Saturday, June 19, 2021

Right to Health Insurance: Ensuring Parity for Mental Illness in India – JURIST – Commentary

Arjun Kapoor and Sayali Mahashur, Research Fellow and Research Associate at the Center for Mental Health Law & Policy, Indian Law Society, Pune, India, discuss the Mental Healthcare Act 2017 and the cases before the Delhi High Court and its implications for insurance law. .

In India, before the adoption of the Mental Health Act 2017 (MHCA), health insurance for the treatment of mental illness was a distant dream. In the absence of statutory regulations, it was common for insurance companies to exclude mental illnesses from insurance cover by means of standardized exclusion clauses in health insurance contracts. MHCA enforcement has finally challenged this status quo by recognizing a statutory right to health insurance for mental illness treatment – a first in Indian health case law. The MHCA is a law enacted in accordance with India’s obligations under the UN Convention on the Rights of Persons with Disabilities (“CRPD”) – the international gold standard for protecting and fulfilling the rights of people with disabilities, including people with mental illness. Section 21 (4) of the law obliges all insurance companies to offer health insurance for the treatment of mental illnesses on the same basis as with physical illness. This means that insurance companies can no longer exclude the treatment of mental illnesses from insurance cover for physical illnesses.

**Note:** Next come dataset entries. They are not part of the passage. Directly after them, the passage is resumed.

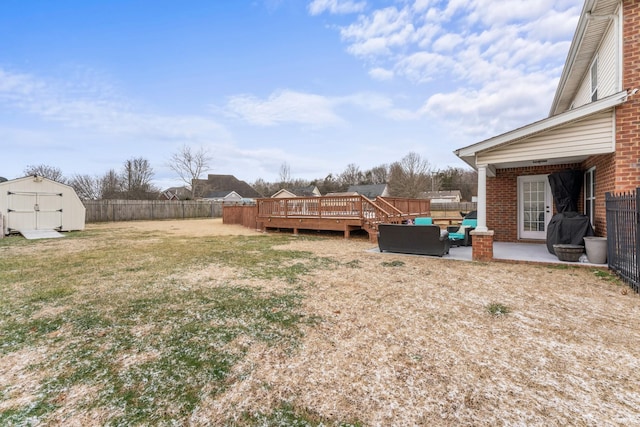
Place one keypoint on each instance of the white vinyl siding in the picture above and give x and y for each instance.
(607, 71)
(593, 135)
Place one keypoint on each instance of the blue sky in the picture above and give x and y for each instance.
(318, 84)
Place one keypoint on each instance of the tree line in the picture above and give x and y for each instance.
(409, 177)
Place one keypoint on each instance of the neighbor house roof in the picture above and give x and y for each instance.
(370, 191)
(442, 194)
(226, 183)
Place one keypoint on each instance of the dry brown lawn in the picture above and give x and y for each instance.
(409, 340)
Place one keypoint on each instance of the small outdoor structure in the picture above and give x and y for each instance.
(38, 203)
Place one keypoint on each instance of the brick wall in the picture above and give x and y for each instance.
(605, 177)
(627, 158)
(502, 198)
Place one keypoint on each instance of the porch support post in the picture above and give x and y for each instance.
(482, 198)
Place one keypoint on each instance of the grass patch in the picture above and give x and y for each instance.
(498, 309)
(119, 321)
(395, 263)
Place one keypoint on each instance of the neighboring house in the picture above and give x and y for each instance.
(370, 191)
(224, 196)
(175, 193)
(592, 128)
(309, 191)
(228, 183)
(454, 196)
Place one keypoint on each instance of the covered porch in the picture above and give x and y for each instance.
(508, 252)
(515, 204)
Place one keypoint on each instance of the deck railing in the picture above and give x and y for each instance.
(324, 207)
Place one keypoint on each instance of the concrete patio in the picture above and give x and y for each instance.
(517, 252)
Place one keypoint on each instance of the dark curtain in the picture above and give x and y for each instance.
(568, 226)
(565, 187)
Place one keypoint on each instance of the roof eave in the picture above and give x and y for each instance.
(468, 154)
(573, 52)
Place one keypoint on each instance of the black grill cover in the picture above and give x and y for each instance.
(565, 187)
(568, 228)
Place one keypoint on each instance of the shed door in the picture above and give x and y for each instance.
(34, 211)
(534, 206)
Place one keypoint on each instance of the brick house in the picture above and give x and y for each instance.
(593, 127)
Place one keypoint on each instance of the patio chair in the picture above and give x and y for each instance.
(423, 221)
(460, 236)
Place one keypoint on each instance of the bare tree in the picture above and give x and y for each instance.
(465, 180)
(409, 177)
(136, 179)
(189, 165)
(377, 175)
(87, 187)
(51, 172)
(110, 185)
(285, 174)
(350, 176)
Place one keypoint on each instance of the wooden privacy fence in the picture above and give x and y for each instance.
(133, 210)
(623, 236)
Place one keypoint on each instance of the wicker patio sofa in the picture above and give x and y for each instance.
(413, 239)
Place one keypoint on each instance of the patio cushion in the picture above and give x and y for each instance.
(423, 221)
(462, 233)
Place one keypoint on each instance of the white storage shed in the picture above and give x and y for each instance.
(37, 203)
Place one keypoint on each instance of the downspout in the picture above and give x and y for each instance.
(482, 198)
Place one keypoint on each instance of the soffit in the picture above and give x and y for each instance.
(584, 46)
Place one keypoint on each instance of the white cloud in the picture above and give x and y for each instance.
(284, 107)
(316, 7)
(290, 107)
(381, 74)
(378, 34)
(494, 108)
(448, 42)
(505, 59)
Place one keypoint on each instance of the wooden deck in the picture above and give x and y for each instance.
(339, 213)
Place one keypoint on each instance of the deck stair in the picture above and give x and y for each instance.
(338, 213)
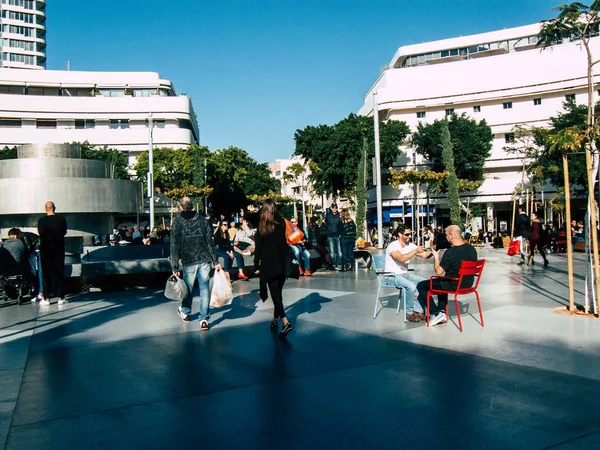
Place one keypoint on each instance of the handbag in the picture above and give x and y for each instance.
(293, 234)
(514, 248)
(221, 294)
(176, 289)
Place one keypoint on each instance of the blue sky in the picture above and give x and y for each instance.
(259, 70)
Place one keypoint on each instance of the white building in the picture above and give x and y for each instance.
(498, 76)
(23, 34)
(103, 108)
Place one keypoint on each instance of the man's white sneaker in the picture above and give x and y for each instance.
(439, 318)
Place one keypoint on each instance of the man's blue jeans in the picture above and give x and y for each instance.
(202, 273)
(335, 251)
(302, 256)
(409, 282)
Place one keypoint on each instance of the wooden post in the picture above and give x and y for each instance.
(512, 225)
(593, 233)
(568, 229)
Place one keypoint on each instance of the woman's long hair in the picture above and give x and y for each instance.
(267, 217)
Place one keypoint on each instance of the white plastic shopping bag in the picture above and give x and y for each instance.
(221, 294)
(176, 289)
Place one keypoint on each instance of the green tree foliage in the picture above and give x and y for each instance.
(8, 153)
(172, 168)
(452, 180)
(234, 175)
(337, 150)
(471, 142)
(547, 165)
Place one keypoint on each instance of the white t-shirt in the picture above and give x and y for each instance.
(391, 265)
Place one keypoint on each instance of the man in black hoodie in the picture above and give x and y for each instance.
(192, 243)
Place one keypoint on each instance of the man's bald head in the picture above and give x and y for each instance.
(50, 207)
(454, 230)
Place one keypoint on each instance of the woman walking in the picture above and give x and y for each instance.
(347, 230)
(537, 239)
(270, 258)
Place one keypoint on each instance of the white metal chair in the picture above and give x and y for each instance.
(386, 280)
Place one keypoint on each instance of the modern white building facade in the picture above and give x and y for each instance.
(23, 34)
(498, 76)
(103, 108)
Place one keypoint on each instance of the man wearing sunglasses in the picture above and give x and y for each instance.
(397, 257)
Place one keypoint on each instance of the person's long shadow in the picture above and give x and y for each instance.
(310, 304)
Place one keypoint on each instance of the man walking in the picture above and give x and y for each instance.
(397, 256)
(52, 230)
(521, 231)
(449, 266)
(192, 243)
(332, 218)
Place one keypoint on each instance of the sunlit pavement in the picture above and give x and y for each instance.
(121, 370)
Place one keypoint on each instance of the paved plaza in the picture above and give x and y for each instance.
(120, 370)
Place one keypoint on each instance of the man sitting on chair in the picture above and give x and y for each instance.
(397, 256)
(449, 266)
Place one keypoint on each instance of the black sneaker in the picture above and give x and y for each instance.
(184, 316)
(285, 330)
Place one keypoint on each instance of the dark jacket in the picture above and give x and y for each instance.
(270, 255)
(331, 224)
(522, 225)
(191, 241)
(347, 229)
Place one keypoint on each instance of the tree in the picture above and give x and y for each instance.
(234, 175)
(452, 180)
(172, 168)
(337, 150)
(8, 153)
(547, 165)
(580, 22)
(471, 143)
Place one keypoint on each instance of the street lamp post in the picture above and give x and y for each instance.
(378, 172)
(150, 180)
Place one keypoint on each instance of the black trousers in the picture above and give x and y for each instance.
(276, 289)
(53, 267)
(423, 288)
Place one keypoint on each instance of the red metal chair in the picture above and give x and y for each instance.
(467, 268)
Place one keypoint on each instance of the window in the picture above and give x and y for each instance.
(10, 123)
(81, 124)
(46, 123)
(119, 123)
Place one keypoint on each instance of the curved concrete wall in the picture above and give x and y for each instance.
(50, 168)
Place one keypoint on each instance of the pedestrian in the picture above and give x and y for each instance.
(332, 218)
(521, 231)
(192, 242)
(270, 261)
(537, 239)
(52, 230)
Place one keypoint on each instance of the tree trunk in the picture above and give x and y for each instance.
(568, 229)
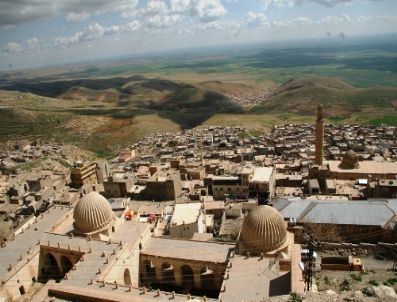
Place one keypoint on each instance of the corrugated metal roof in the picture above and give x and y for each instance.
(360, 212)
(295, 209)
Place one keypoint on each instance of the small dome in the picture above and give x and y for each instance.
(349, 160)
(92, 214)
(263, 231)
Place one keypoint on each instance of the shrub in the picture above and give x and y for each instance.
(366, 291)
(327, 281)
(356, 277)
(374, 282)
(392, 281)
(345, 285)
(295, 297)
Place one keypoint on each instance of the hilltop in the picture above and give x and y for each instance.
(340, 99)
(104, 114)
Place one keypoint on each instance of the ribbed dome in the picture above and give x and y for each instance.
(349, 160)
(92, 214)
(263, 230)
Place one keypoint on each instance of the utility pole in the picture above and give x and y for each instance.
(309, 262)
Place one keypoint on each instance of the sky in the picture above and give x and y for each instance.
(36, 33)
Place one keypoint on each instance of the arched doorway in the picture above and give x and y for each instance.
(167, 273)
(150, 272)
(187, 277)
(66, 264)
(207, 278)
(50, 269)
(127, 277)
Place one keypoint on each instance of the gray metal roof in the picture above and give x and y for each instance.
(360, 212)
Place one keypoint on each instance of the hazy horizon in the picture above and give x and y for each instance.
(46, 33)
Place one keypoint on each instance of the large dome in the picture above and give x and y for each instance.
(349, 160)
(92, 214)
(263, 231)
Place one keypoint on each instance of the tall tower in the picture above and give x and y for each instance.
(319, 135)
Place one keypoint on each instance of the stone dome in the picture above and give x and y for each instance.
(92, 214)
(263, 231)
(349, 160)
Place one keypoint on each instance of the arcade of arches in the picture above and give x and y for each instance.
(54, 263)
(181, 273)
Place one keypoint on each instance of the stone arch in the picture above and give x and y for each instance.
(167, 274)
(50, 267)
(127, 277)
(66, 264)
(207, 278)
(149, 272)
(187, 275)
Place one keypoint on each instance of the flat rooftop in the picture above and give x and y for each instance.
(187, 250)
(252, 279)
(185, 213)
(262, 174)
(366, 167)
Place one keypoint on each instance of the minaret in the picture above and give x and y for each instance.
(319, 135)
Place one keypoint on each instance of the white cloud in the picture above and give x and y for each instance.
(33, 43)
(229, 27)
(14, 12)
(96, 31)
(163, 21)
(12, 47)
(155, 8)
(77, 17)
(205, 10)
(255, 19)
(179, 6)
(289, 3)
(208, 10)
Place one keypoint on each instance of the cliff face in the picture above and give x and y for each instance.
(370, 293)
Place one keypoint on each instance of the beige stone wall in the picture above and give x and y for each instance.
(22, 278)
(126, 267)
(60, 255)
(181, 273)
(184, 230)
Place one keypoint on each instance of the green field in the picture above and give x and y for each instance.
(104, 106)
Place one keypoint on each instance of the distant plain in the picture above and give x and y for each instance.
(103, 106)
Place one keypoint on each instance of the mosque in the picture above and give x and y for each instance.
(89, 253)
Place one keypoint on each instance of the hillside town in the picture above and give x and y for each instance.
(184, 215)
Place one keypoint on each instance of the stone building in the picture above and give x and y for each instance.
(119, 184)
(163, 186)
(262, 183)
(187, 219)
(83, 173)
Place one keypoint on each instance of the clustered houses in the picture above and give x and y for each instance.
(200, 185)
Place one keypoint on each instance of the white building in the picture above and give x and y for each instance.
(188, 218)
(263, 182)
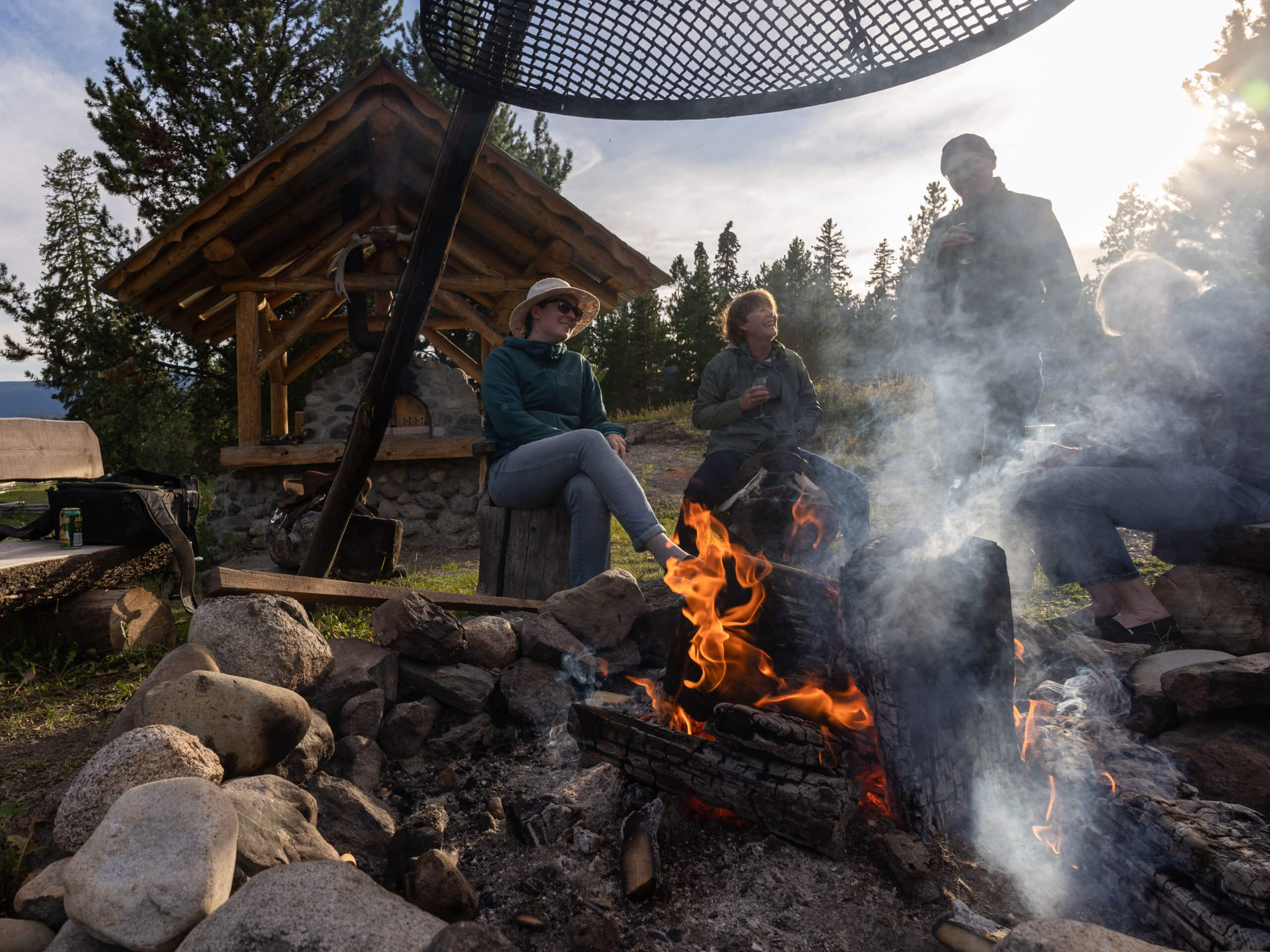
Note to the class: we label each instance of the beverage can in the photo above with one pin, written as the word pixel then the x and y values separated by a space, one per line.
pixel 70 529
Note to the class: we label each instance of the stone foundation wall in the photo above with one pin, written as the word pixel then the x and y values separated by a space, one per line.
pixel 435 499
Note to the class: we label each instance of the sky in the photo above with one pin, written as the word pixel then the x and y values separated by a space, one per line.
pixel 1076 111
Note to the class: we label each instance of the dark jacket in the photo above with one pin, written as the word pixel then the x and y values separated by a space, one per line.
pixel 793 407
pixel 534 390
pixel 1198 397
pixel 1017 294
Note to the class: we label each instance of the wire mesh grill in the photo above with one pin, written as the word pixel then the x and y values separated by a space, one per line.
pixel 705 59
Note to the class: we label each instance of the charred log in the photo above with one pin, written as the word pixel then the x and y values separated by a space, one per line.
pixel 930 643
pixel 806 805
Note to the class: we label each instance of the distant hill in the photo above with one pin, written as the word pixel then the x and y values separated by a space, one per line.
pixel 22 398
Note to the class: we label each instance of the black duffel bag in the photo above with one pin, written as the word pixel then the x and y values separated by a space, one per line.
pixel 130 508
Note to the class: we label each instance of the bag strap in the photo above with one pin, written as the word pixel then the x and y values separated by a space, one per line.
pixel 159 507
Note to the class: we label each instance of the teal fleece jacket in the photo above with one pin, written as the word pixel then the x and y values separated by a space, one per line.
pixel 534 390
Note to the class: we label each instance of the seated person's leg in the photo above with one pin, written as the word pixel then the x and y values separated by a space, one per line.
pixel 709 486
pixel 588 536
pixel 850 495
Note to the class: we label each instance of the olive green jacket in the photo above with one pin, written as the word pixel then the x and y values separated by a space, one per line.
pixel 793 407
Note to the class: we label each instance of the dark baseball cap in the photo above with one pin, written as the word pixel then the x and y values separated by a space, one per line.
pixel 965 143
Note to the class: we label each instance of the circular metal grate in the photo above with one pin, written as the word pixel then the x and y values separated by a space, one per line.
pixel 708 59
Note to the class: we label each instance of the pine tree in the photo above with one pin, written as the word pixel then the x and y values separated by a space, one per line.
pixel 726 276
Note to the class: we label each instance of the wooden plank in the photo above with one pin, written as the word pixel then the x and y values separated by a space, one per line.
pixel 310 454
pixel 235 582
pixel 49 450
pixel 248 377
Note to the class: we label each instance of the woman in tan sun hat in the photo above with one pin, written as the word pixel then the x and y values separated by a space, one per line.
pixel 545 412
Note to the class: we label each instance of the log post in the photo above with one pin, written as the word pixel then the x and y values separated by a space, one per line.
pixel 248 329
pixel 930 643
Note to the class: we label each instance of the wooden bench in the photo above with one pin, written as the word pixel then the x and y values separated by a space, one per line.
pixel 41 572
pixel 524 552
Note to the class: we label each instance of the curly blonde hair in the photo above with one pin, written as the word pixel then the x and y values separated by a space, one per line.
pixel 738 310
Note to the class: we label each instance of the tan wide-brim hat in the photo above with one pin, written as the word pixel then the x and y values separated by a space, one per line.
pixel 549 289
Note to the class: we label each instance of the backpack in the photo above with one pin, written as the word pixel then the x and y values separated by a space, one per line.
pixel 130 508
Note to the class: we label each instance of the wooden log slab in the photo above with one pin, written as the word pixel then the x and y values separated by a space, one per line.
pixel 309 591
pixel 930 643
pixel 1218 607
pixel 42 573
pixel 806 805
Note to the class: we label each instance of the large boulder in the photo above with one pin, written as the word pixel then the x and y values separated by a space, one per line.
pixel 601 611
pixel 1225 760
pixel 276 824
pixel 181 660
pixel 361 715
pixel 1151 711
pixel 263 638
pixel 534 694
pixel 352 821
pixel 357 667
pixel 491 642
pixel 157 866
pixel 250 724
pixel 141 756
pixel 437 885
pixel 314 908
pixel 420 629
pixel 407 726
pixel 463 686
pixel 1232 688
pixel 314 749
pixel 44 896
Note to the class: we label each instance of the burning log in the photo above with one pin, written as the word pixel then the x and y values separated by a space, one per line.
pixel 806 805
pixel 930 643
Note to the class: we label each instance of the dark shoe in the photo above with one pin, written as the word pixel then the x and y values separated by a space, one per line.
pixel 1147 634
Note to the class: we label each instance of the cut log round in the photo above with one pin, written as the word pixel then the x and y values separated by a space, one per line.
pixel 1218 607
pixel 116 620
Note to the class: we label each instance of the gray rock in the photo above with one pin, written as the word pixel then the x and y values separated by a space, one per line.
pixel 416 627
pixel 463 738
pixel 532 692
pixel 623 656
pixel 600 612
pixel 157 866
pixel 360 762
pixel 250 724
pixel 472 937
pixel 352 821
pixel 276 824
pixel 263 638
pixel 437 887
pixel 545 639
pixel 407 728
pixel 23 936
pixel 1225 760
pixel 359 667
pixel 1151 711
pixel 463 686
pixel 181 660
pixel 1236 688
pixel 141 756
pixel 1070 936
pixel 42 896
pixel 314 749
pixel 361 715
pixel 314 908
pixel 491 642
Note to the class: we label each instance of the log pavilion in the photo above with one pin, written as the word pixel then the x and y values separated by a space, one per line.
pixel 361 166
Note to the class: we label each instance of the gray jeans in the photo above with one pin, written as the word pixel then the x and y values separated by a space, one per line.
pixel 1072 513
pixel 583 473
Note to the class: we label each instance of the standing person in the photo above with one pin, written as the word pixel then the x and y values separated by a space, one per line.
pixel 755 395
pixel 995 287
pixel 547 416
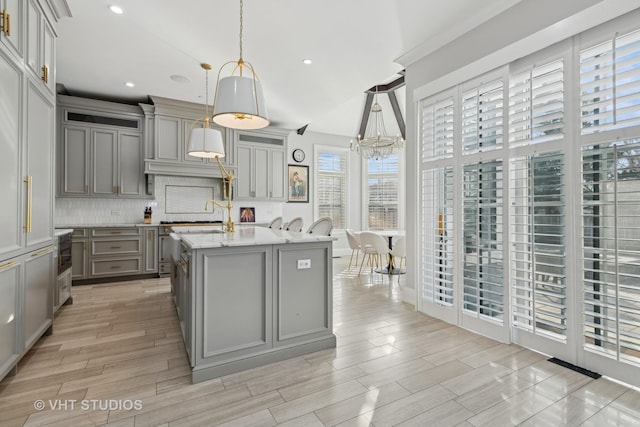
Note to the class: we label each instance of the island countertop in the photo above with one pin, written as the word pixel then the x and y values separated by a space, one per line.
pixel 249 236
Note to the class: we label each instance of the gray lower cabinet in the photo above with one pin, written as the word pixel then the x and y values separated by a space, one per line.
pixel 115 251
pixel 10 275
pixel 242 307
pixel 79 254
pixel 150 249
pixel 26 306
pixel 103 252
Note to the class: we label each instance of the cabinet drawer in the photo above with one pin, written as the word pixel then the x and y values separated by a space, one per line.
pixel 115 247
pixel 114 267
pixel 79 233
pixel 115 231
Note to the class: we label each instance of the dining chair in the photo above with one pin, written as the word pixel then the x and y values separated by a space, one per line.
pixel 399 251
pixel 353 239
pixel 321 226
pixel 373 246
pixel 276 223
pixel 295 224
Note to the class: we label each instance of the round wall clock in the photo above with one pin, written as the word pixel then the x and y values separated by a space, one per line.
pixel 298 155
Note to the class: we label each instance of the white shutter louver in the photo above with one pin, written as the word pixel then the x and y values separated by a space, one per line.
pixel 437 130
pixel 610 84
pixel 611 250
pixel 382 186
pixel 331 187
pixel 538 280
pixel 483 254
pixel 482 118
pixel 536 105
pixel 437 236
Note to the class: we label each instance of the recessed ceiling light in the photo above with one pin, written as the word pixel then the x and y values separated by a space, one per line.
pixel 178 78
pixel 116 9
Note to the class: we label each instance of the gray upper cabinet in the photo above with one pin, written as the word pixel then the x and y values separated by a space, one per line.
pixel 100 150
pixel 261 165
pixel 40 46
pixel 173 121
pixel 12 216
pixel 12 31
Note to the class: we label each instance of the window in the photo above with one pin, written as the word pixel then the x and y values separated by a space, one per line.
pixel 483 263
pixel 331 186
pixel 538 280
pixel 611 248
pixel 382 192
pixel 437 236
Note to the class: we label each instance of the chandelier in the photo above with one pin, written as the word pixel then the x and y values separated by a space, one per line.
pixel 376 144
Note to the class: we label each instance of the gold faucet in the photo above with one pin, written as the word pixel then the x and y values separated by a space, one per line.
pixel 227 180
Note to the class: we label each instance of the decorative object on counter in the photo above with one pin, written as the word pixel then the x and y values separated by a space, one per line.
pixel 298 183
pixel 298 155
pixel 147 215
pixel 247 214
pixel 238 102
pixel 374 143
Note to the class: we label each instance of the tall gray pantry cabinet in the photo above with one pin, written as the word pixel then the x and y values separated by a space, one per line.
pixel 27 133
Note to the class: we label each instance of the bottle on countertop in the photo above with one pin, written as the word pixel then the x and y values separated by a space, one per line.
pixel 147 215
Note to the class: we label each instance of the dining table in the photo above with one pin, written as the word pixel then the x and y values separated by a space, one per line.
pixel 389 235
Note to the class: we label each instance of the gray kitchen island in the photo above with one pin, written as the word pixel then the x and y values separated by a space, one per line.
pixel 253 297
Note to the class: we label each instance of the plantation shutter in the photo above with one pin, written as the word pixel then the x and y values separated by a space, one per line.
pixel 538 291
pixel 611 249
pixel 331 176
pixel 483 266
pixel 536 105
pixel 383 188
pixel 437 130
pixel 610 84
pixel 437 236
pixel 482 118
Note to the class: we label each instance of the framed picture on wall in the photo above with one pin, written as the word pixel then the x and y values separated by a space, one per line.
pixel 248 214
pixel 298 183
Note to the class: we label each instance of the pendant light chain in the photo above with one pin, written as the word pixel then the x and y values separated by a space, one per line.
pixel 241 28
pixel 206 95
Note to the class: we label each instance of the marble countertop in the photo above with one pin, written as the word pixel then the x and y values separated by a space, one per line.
pixel 62 231
pixel 250 236
pixel 153 224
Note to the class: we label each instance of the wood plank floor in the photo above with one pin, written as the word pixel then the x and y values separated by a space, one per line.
pixel 119 346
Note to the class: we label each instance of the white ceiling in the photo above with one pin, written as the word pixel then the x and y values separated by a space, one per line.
pixel 353 45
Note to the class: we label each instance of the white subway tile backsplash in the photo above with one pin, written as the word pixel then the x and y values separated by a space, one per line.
pixel 90 211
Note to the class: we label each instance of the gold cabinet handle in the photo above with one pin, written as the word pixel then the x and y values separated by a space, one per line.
pixel 9 264
pixel 29 182
pixel 42 252
pixel 45 74
pixel 6 22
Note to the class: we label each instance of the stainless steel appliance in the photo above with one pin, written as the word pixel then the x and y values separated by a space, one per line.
pixel 62 294
pixel 64 253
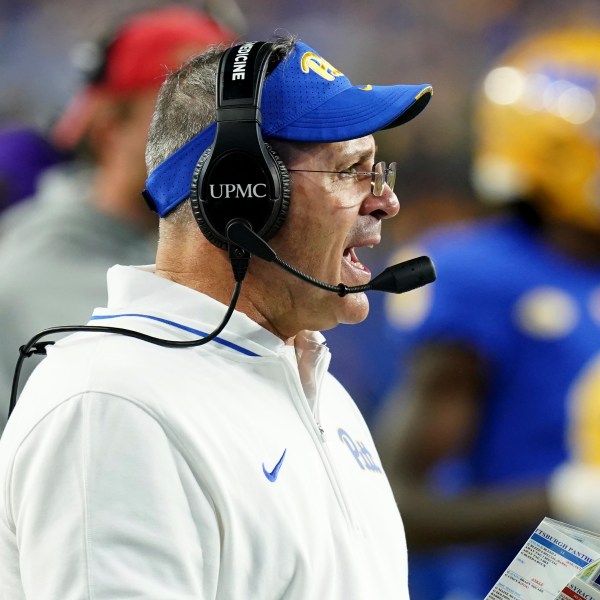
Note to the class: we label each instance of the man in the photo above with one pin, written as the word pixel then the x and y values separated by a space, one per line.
pixel 495 423
pixel 88 214
pixel 240 468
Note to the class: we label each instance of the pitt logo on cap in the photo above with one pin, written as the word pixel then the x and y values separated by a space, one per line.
pixel 313 62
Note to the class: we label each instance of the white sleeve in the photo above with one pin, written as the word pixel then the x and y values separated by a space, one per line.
pixel 105 506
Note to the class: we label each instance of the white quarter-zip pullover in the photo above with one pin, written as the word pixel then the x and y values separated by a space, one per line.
pixel 237 470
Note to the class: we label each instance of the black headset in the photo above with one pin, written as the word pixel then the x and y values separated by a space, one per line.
pixel 240 176
pixel 240 193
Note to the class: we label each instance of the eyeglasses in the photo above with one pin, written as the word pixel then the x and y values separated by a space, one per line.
pixel 380 176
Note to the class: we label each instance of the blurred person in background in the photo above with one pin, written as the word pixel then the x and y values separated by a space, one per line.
pixel 25 154
pixel 495 421
pixel 89 214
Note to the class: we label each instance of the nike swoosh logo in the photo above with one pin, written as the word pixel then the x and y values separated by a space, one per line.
pixel 272 475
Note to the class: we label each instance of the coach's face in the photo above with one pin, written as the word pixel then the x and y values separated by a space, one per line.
pixel 332 220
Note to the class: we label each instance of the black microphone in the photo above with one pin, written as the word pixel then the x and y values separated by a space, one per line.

While the law is now categorically clear about the obligation of insurance companies, the question remains whether they will literally implement the law. On 16the As of August 2018, the Indian Insurance Regulatory & Development Authority of India (‘IRDAI’) issued a circular (“Circular 2018”), which instructs all insurance companies to comply with Section 21 (4) “with immediate effect”. Despite this official circular, discriminatory practices by insurance companies continue unabated, exacerbated by the lack of adequate regulation by the IRDAI. In the recent past, individuals have turned to the courts to resolve their complaints. In the next section we examine one such case in which the Delhi High Court has passed a landmark judgment on the liability of insurance companies and the IRDAI.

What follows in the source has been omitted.